Parla, Eskişehir Osmangazi Üniversitesi (ESOGÜ) Diplomasi ve Model Birleşmiş Milletler Kulübü tarafından Gençlik Haftası kapsamında düzenlenen "Sürdürülebilir Kalkınma Hedefleri" konulu konferansta, BM Binyıl Kalkınma Hedefleri'nin 2000 yılında 187 ülke tarafından oy birliğiyle kabul edildiğini söyledi.

Binyıl Kalkınma Hedefleri'nin "yoksulluk ve çocuk ölümlerinin azaltılması" gündemiyle gelişmekte olan ülkeleri hedeflediğini, tüm ülkeleri kapsayan "Sürdürülebilir Kalkınma Hedefleri"ne de ihtiyaç duyulduğunu ifade eden Parla, bu hedeflerin oluşturulmasına sadece devletlerin değil üniversiteler ve sivil toplumun da katkı sunduğunu kaydetti.

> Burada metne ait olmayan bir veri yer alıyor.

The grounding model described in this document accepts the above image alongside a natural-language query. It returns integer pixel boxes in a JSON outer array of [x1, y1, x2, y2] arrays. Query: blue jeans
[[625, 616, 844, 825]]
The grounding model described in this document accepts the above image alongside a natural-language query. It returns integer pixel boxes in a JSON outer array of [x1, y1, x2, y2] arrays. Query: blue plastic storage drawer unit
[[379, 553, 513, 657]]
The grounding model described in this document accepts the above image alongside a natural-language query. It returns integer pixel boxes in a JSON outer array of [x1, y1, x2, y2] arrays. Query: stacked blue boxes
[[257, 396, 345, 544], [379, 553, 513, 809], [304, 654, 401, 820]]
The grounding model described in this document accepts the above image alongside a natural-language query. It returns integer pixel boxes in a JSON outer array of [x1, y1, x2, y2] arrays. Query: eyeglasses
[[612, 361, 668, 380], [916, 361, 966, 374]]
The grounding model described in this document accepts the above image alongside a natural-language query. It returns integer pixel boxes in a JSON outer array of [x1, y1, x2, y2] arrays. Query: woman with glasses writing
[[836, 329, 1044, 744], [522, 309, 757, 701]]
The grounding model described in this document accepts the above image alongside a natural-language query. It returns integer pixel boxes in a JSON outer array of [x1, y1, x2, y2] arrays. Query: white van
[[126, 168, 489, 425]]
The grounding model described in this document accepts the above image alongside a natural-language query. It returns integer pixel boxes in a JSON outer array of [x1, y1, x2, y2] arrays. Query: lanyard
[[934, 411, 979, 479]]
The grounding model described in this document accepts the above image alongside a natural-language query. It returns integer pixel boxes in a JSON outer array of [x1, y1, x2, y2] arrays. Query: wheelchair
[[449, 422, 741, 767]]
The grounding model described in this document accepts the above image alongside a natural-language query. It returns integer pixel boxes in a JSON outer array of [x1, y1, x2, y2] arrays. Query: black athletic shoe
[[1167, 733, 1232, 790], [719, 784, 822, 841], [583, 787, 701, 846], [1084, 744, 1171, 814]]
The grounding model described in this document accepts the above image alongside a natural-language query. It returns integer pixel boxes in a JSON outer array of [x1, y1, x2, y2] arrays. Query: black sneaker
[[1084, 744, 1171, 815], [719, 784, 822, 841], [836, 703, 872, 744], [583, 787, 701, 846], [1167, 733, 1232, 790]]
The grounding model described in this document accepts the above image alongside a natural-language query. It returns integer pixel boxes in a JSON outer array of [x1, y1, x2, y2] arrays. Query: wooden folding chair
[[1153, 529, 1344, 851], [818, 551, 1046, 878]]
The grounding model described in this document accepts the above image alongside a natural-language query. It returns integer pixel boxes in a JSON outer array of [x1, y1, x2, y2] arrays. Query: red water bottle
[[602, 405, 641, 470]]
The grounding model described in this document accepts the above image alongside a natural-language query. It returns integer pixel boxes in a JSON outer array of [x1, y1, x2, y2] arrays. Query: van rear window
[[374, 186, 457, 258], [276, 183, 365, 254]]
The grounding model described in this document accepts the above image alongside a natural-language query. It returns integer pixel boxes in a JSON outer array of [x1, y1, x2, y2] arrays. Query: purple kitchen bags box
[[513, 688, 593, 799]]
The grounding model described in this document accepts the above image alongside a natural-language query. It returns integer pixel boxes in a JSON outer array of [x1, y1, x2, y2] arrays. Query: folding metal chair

Bu projeyle önemli ilerlemeler kaydedildiğini anlatan Parla, şöyle devam etti:

"Çocuk ölümleri ve yoksulluk azaltıldı ama yapmamız gereken çok şey var. Binyıl Kalkınma Hedefleri aslında daha ziyade gelişmekte olan ülkeleri hedeflemişti. Dünya liderleri 2015 yılında Sürdürülebilir Kalkınma Hedefleri'ni benimsedi. Bunun Binyıl Kalkınma Hedefleri'nden bir farkı var, o da tüm ülkeleri kapsıyor olması. Sadece gelişmekte olan ülkeleri değil gelişmiş ülkeleri de kapsıyor olması ve tüm ülkelerin topluca bu hedeflere ulaşmasının amaçlanması. İkisinin arasındaki önemli farklardan biri bu. En önemli unsur ise açlığın ve yoksulluğun yarı yarıya belli bir oranda azaltılması değil tamamen ortadan kaldırılması. Bunun yanı sıra eşitsizliğin tamamen ortadan kaldırılması. Böylece herkes için daha iyi bir dünya yaratılmasına katkı sağlanması."

"Sürdürülebilir kalkınma"nın yarının kaynaklarını tüketmeden bugünün kalkınmasını sağlamak anlamına geldiğini belirten Parla, "Kalkınmayı sağlarken, ekonomik paylaşımın düzgün olması, çevrenin korunması gerekiyor. Bunlar bir arada oldukları sürece sürdürülebilir kalkınma hedeflerine ulaşılıyor. Hedeflerin en önemli yanlarından biri de yenilikçilik. Fikirler ortaya atabilmek, yeni tasarımlarda bulunabilmek." şeklinde konuştu.

Parla, bunun önemini vurgulamak amacıyla 17 Mayıs'ta BM Genel Merkezi'nde üst düzey toplantı düzenlendiğini kaydetti.

- "Kutuplaşmadan birlikte çalışmalıyız"

Rektör Prof. Dr. Hasan Gönen de özellikle kurumsal şirketlerin eleman istihdamlarında, adayların mesleki bilgi ve tecrübesinin yanında entelektüel birikimi, topluma katkı sağlayan sosyal sorumluluk çalışmaları, üye olunan dernekler gibi kişisel gayretlere son derece önem verdiklerini söyledi.

Gelecek nesillere güçlü bir Türkiye ve yaşanabilir bir dünya bırakmanın ortak anahtarının kutuplaşmadan, beraber çalışma olduğunu ifade eden Gönen, "1 milyar 900 milyon kişi aşırı açlık seviyesindeyken BM Binyıl Kalkınma Hedefleri ile elde edilen başarı sonucunda bu sayı dünya genelinde yaklaşık 900 milyona geriledi. Bu sevindirici bir gelişmedir." dedi.

ESOGÜ Diplomasi ve Model Birleşmiş Milletler Kulübü Başkanı Aybüke Çalışkan da BM'nin 193 üye ülkeyle kuruluş amacındaki hedefler için çalışmalarını sürdürdüğünü belirterek, "Yaşadığımız dünya muhteşem değildir ve bunun düzeltilmesi gereklidir. Ve bu düzenlemeyi yapmak için en az bir kişi gereklidir. Herkes kendisi için bu düzenlemeyi yaparsa çözüme ulaşmak çok kolay olacaktır. Hangi ülkeden, hangi bölgeden olunduğuna bakılmaksızın hatırlamamız gereklidir ki bizler bu dünyanın vatandaşıyız ve dünyayı korumamız gerektiğinin farkında olmalıyız." diye konuştu.